A PARTE DAS MIGALHAS

Sei... Depois de mim, as migalhas!
Criada de Madame de Pompadour, Séc. XVIII



Tão sorrateiramente quanto a ocasião me permite, sou daqueles que batem a toalha para fora da sacada.

Antes, é claro, verifico com displicência culposa se na toalha há outra coisa que migalhas. Um guardanapo, um isqueiro, uma caneta? Perda lastimável. O saleiro, um talher? Assassínio!

Nos segundos que seguem ao arrastão que faz da toalha uma trouxa, ainda tento, lançando mão de minha habilidade de prestidigitador incrédulo, nela sondar qualquer coisa mais saliente que uma migalha. Não raro, aperto com zelo a toalha contra o peito (talvez seja sua última viagem), tateando a trouxa indecente e transbordante. Se a trouxa compacta-se sem oferecer resistência, a sorte está lançada.

Se já é noite, dependendo da intensidade da luz, posso ver dezenas ou centenas de migalhas de vários tamanhos em seu último salto. Chacoalho a toalha duas ou três vezes, a última deve produzir um som grave e abrupto de pano de toureiro, garantia de que a violência do gesto foi suficiente para desprender mesmo as migalhas microscópicas ou (completo horror!) as migalhas úmidas. Caso a operação obtenha sucesso, mais do que migalhas, nesse vôo livre embarcarão também alguns fiapos.

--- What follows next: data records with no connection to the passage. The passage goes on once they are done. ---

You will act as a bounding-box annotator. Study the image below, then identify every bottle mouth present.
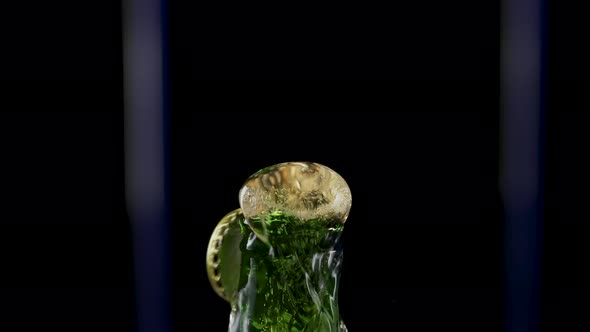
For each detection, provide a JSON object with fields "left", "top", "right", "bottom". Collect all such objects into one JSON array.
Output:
[{"left": 239, "top": 162, "right": 352, "bottom": 223}]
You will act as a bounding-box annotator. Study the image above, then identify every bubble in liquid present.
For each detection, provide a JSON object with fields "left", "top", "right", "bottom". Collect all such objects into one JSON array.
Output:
[{"left": 240, "top": 162, "right": 352, "bottom": 223}]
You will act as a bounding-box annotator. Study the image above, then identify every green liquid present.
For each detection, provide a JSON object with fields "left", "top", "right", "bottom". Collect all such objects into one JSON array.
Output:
[{"left": 229, "top": 212, "right": 346, "bottom": 332}]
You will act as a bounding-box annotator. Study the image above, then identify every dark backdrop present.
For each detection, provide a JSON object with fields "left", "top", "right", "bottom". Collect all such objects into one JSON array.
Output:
[{"left": 0, "top": 1, "right": 590, "bottom": 331}]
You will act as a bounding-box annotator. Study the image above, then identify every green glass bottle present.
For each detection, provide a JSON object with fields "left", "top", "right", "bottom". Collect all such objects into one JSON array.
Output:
[{"left": 207, "top": 162, "right": 351, "bottom": 332}]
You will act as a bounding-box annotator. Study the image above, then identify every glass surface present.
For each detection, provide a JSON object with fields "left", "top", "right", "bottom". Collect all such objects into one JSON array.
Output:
[{"left": 207, "top": 162, "right": 352, "bottom": 332}]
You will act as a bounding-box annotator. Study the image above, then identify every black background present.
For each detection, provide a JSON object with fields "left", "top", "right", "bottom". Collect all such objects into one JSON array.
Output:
[{"left": 0, "top": 1, "right": 590, "bottom": 331}]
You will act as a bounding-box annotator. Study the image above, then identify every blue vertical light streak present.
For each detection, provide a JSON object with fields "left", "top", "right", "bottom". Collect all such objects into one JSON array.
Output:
[
  {"left": 123, "top": 0, "right": 171, "bottom": 332},
  {"left": 501, "top": 0, "right": 546, "bottom": 332}
]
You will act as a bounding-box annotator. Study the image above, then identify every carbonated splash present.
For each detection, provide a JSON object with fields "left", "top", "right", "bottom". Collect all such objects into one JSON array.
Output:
[{"left": 207, "top": 163, "right": 351, "bottom": 332}]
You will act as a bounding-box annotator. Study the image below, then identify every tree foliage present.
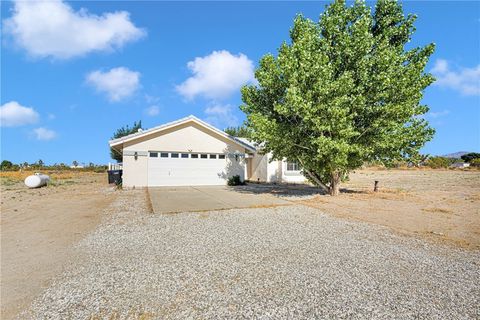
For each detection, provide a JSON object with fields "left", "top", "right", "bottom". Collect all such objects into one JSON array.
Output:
[
  {"left": 110, "top": 120, "right": 143, "bottom": 162},
  {"left": 224, "top": 124, "right": 252, "bottom": 139},
  {"left": 241, "top": 0, "right": 434, "bottom": 195},
  {"left": 460, "top": 152, "right": 480, "bottom": 162}
]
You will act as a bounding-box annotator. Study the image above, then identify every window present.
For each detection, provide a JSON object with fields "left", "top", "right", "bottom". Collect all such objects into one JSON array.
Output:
[{"left": 287, "top": 161, "right": 300, "bottom": 171}]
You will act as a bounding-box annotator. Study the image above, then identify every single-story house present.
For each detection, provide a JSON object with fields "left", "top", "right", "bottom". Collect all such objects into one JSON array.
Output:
[{"left": 109, "top": 116, "right": 305, "bottom": 187}]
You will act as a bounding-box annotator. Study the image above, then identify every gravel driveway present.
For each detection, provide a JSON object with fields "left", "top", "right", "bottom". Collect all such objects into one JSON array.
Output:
[{"left": 21, "top": 190, "right": 480, "bottom": 319}]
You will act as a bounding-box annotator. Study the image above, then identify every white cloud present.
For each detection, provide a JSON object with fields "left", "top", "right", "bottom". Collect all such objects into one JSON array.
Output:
[
  {"left": 176, "top": 50, "right": 255, "bottom": 99},
  {"left": 431, "top": 59, "right": 480, "bottom": 96},
  {"left": 86, "top": 67, "right": 140, "bottom": 102},
  {"left": 205, "top": 104, "right": 238, "bottom": 128},
  {"left": 0, "top": 101, "right": 39, "bottom": 127},
  {"left": 33, "top": 127, "right": 57, "bottom": 141},
  {"left": 3, "top": 0, "right": 145, "bottom": 59},
  {"left": 145, "top": 105, "right": 160, "bottom": 117}
]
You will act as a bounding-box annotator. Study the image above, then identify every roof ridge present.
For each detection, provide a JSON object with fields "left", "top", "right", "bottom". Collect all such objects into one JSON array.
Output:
[{"left": 108, "top": 114, "right": 256, "bottom": 150}]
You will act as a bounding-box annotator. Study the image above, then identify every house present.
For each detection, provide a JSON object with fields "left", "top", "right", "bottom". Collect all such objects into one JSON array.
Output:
[{"left": 109, "top": 116, "right": 305, "bottom": 187}]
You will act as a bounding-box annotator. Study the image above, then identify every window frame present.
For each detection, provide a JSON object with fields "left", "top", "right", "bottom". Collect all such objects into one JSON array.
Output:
[{"left": 285, "top": 161, "right": 302, "bottom": 172}]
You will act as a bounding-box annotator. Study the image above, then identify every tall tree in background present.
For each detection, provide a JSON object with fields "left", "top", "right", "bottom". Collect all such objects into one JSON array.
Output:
[
  {"left": 110, "top": 120, "right": 142, "bottom": 162},
  {"left": 241, "top": 0, "right": 434, "bottom": 195}
]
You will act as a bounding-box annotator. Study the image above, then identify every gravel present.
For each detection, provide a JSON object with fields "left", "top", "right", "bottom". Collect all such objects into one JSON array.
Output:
[{"left": 20, "top": 190, "right": 480, "bottom": 319}]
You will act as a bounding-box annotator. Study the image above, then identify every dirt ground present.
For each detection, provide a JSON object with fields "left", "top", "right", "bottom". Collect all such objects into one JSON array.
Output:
[
  {"left": 0, "top": 169, "right": 480, "bottom": 319},
  {"left": 0, "top": 173, "right": 115, "bottom": 319},
  {"left": 301, "top": 169, "right": 480, "bottom": 249}
]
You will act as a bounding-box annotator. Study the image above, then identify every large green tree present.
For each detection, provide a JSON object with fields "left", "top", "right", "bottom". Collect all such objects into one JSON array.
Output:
[
  {"left": 241, "top": 0, "right": 434, "bottom": 195},
  {"left": 110, "top": 120, "right": 143, "bottom": 162}
]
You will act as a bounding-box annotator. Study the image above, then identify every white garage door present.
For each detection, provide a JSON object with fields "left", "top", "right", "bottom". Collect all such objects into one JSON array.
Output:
[{"left": 148, "top": 151, "right": 236, "bottom": 187}]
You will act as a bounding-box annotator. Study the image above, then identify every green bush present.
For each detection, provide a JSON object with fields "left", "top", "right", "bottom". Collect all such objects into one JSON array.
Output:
[
  {"left": 227, "top": 175, "right": 245, "bottom": 186},
  {"left": 426, "top": 157, "right": 455, "bottom": 169}
]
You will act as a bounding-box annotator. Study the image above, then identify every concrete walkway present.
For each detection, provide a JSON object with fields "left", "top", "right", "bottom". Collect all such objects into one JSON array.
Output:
[{"left": 148, "top": 186, "right": 291, "bottom": 213}]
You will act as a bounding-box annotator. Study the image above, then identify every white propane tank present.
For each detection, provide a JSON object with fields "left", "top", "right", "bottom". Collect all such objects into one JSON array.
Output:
[{"left": 25, "top": 173, "right": 50, "bottom": 188}]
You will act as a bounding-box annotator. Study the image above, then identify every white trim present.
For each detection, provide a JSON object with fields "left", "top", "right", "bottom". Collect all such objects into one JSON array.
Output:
[{"left": 108, "top": 115, "right": 256, "bottom": 152}]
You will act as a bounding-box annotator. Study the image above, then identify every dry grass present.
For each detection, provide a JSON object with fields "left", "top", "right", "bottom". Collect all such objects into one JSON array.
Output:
[
  {"left": 299, "top": 168, "right": 480, "bottom": 250},
  {"left": 0, "top": 170, "right": 91, "bottom": 181},
  {"left": 422, "top": 208, "right": 453, "bottom": 213}
]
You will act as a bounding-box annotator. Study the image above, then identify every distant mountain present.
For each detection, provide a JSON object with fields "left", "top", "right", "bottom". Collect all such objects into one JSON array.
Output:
[{"left": 442, "top": 151, "right": 471, "bottom": 159}]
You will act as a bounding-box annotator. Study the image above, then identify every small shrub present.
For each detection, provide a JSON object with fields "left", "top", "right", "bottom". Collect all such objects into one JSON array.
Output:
[
  {"left": 470, "top": 158, "right": 480, "bottom": 168},
  {"left": 227, "top": 175, "right": 245, "bottom": 186},
  {"left": 426, "top": 157, "right": 455, "bottom": 169}
]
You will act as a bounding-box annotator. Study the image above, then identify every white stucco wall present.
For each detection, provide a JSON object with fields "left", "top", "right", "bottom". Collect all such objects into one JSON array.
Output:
[
  {"left": 119, "top": 122, "right": 246, "bottom": 187},
  {"left": 267, "top": 154, "right": 282, "bottom": 182}
]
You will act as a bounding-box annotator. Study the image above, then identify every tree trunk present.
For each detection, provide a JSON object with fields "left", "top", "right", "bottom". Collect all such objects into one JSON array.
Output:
[
  {"left": 330, "top": 172, "right": 340, "bottom": 196},
  {"left": 305, "top": 170, "right": 330, "bottom": 193}
]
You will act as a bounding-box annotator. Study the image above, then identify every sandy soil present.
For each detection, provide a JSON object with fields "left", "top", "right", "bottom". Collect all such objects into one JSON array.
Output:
[
  {"left": 0, "top": 173, "right": 115, "bottom": 319},
  {"left": 301, "top": 169, "right": 480, "bottom": 249}
]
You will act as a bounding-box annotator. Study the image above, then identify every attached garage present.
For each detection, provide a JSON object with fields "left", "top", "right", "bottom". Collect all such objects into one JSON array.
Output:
[
  {"left": 148, "top": 151, "right": 231, "bottom": 187},
  {"left": 110, "top": 116, "right": 255, "bottom": 187}
]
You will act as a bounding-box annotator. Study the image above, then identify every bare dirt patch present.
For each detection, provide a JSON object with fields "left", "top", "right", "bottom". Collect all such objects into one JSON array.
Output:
[
  {"left": 299, "top": 169, "right": 480, "bottom": 249},
  {"left": 0, "top": 172, "right": 114, "bottom": 319}
]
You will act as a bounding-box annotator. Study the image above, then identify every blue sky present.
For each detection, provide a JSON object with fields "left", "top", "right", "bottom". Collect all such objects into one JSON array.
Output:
[{"left": 0, "top": 1, "right": 480, "bottom": 164}]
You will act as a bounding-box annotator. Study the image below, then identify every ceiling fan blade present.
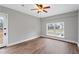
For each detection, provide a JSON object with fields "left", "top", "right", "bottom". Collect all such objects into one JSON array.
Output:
[
  {"left": 44, "top": 6, "right": 50, "bottom": 9},
  {"left": 31, "top": 9, "right": 38, "bottom": 10},
  {"left": 43, "top": 10, "right": 47, "bottom": 13}
]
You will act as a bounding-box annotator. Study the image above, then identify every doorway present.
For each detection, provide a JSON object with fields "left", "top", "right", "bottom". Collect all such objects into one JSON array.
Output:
[{"left": 0, "top": 13, "right": 8, "bottom": 47}]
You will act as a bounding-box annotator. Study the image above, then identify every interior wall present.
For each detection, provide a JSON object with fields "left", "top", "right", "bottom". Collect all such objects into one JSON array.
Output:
[
  {"left": 78, "top": 10, "right": 79, "bottom": 47},
  {"left": 41, "top": 11, "right": 78, "bottom": 43},
  {"left": 0, "top": 6, "right": 40, "bottom": 44}
]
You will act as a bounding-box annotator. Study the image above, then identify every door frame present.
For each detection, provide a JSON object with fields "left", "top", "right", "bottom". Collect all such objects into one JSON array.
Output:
[{"left": 0, "top": 12, "right": 8, "bottom": 47}]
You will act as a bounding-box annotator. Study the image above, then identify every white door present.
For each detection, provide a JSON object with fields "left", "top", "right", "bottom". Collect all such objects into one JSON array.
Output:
[{"left": 0, "top": 13, "right": 8, "bottom": 47}]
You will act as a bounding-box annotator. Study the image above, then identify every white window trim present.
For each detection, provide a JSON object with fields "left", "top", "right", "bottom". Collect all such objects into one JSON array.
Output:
[{"left": 46, "top": 22, "right": 65, "bottom": 39}]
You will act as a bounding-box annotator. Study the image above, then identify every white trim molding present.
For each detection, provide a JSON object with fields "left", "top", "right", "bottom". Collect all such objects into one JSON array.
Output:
[
  {"left": 41, "top": 35, "right": 78, "bottom": 44},
  {"left": 7, "top": 35, "right": 40, "bottom": 46}
]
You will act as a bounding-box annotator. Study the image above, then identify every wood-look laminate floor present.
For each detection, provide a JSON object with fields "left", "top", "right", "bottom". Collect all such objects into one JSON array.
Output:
[{"left": 0, "top": 38, "right": 78, "bottom": 54}]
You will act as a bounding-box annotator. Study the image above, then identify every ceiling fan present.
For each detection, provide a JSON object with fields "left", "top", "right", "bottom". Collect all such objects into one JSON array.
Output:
[{"left": 31, "top": 4, "right": 50, "bottom": 13}]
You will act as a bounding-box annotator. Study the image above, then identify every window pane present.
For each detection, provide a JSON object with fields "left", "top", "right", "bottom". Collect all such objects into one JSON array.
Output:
[{"left": 47, "top": 22, "right": 64, "bottom": 37}]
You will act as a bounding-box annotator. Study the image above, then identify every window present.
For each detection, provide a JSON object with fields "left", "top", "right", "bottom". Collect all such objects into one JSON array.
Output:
[{"left": 47, "top": 22, "right": 64, "bottom": 38}]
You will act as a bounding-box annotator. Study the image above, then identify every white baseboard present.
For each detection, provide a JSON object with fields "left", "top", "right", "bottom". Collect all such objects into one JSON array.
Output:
[
  {"left": 41, "top": 35, "right": 78, "bottom": 44},
  {"left": 7, "top": 35, "right": 40, "bottom": 46}
]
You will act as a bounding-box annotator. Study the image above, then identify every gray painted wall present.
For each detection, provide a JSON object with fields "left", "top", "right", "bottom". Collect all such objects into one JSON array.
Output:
[
  {"left": 0, "top": 6, "right": 40, "bottom": 44},
  {"left": 41, "top": 11, "right": 78, "bottom": 42},
  {"left": 78, "top": 10, "right": 79, "bottom": 47}
]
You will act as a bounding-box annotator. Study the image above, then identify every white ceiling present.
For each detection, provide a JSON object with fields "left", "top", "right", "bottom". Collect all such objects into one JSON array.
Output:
[{"left": 2, "top": 4, "right": 79, "bottom": 18}]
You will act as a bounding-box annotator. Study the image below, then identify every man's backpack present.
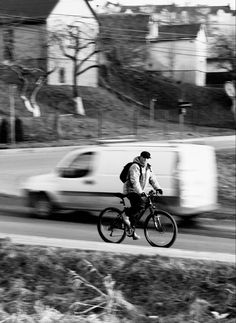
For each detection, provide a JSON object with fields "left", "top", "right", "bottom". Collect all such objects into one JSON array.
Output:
[{"left": 120, "top": 162, "right": 142, "bottom": 183}]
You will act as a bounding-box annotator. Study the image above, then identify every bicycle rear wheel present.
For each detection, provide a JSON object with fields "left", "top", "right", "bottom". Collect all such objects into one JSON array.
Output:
[
  {"left": 97, "top": 207, "right": 126, "bottom": 243},
  {"left": 144, "top": 211, "right": 178, "bottom": 248}
]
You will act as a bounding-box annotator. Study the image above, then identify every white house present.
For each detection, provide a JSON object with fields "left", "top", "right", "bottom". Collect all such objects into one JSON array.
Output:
[
  {"left": 146, "top": 22, "right": 207, "bottom": 86},
  {"left": 0, "top": 0, "right": 98, "bottom": 86},
  {"left": 46, "top": 0, "right": 99, "bottom": 86}
]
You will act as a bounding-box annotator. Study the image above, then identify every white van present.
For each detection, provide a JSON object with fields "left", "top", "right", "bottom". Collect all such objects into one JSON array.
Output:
[{"left": 23, "top": 142, "right": 217, "bottom": 216}]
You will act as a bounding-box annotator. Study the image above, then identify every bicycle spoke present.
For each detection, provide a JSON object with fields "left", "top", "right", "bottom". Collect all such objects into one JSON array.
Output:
[
  {"left": 144, "top": 211, "right": 177, "bottom": 247},
  {"left": 98, "top": 208, "right": 126, "bottom": 243}
]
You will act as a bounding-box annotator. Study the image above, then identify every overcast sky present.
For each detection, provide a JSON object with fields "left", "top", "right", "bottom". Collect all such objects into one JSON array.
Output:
[{"left": 96, "top": 0, "right": 235, "bottom": 9}]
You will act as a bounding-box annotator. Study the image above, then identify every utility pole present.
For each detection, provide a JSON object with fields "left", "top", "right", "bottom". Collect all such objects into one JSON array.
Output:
[
  {"left": 149, "top": 99, "right": 157, "bottom": 127},
  {"left": 9, "top": 84, "right": 16, "bottom": 145}
]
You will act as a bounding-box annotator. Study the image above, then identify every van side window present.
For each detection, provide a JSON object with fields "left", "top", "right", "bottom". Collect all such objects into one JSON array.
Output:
[{"left": 60, "top": 152, "right": 94, "bottom": 178}]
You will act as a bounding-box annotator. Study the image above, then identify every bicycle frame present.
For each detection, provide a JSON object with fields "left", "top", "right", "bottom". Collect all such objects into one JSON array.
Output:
[{"left": 120, "top": 192, "right": 156, "bottom": 226}]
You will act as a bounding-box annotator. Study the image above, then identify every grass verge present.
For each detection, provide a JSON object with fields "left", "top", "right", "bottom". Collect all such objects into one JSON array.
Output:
[{"left": 0, "top": 239, "right": 236, "bottom": 323}]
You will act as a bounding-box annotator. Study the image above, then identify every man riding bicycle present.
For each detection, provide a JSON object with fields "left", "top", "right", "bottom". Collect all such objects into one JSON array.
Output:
[{"left": 123, "top": 151, "right": 163, "bottom": 240}]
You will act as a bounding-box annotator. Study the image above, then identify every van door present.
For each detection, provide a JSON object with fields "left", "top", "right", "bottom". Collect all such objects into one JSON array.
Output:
[
  {"left": 178, "top": 145, "right": 217, "bottom": 213},
  {"left": 57, "top": 151, "right": 97, "bottom": 209}
]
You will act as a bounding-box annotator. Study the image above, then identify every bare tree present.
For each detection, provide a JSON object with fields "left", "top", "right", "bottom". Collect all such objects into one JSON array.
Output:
[
  {"left": 49, "top": 21, "right": 100, "bottom": 115},
  {"left": 0, "top": 61, "right": 54, "bottom": 117},
  {"left": 212, "top": 35, "right": 236, "bottom": 80}
]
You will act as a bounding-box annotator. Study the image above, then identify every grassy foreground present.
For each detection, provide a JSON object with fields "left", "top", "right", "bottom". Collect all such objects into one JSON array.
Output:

Mesmo sabendo que, muito provavelmente, as migalhas de minha mesa acharão morada no chão da sacada de um ou vários de meus remotos e anônimos vizinhos verticais, continuo impune e friamente a bater toalhas.

Confesso: após o ato final, sempre há um momento, na hora em que deito a toalha isenta e esvoaçante sobre a mesa – que deverá acomodar-se em um só lance, comprovando minha destreza para certas manobras cotidianas cuja dificuldade é por muitos ignorada –, em que uma chuva de migalhas invade a minha imaginação.

Nessa visão, vindas de cima, dos ares, as migalhas jorram de um coro de dez toalhas implacavelmente orquestradas. Segundo o vento e a força com a qual foram lançadas, algumas delas terminarão, é certo, no chão de minha sacada.

Bater toalhas. Comunhão e generosidade. Amoralidade e resignação.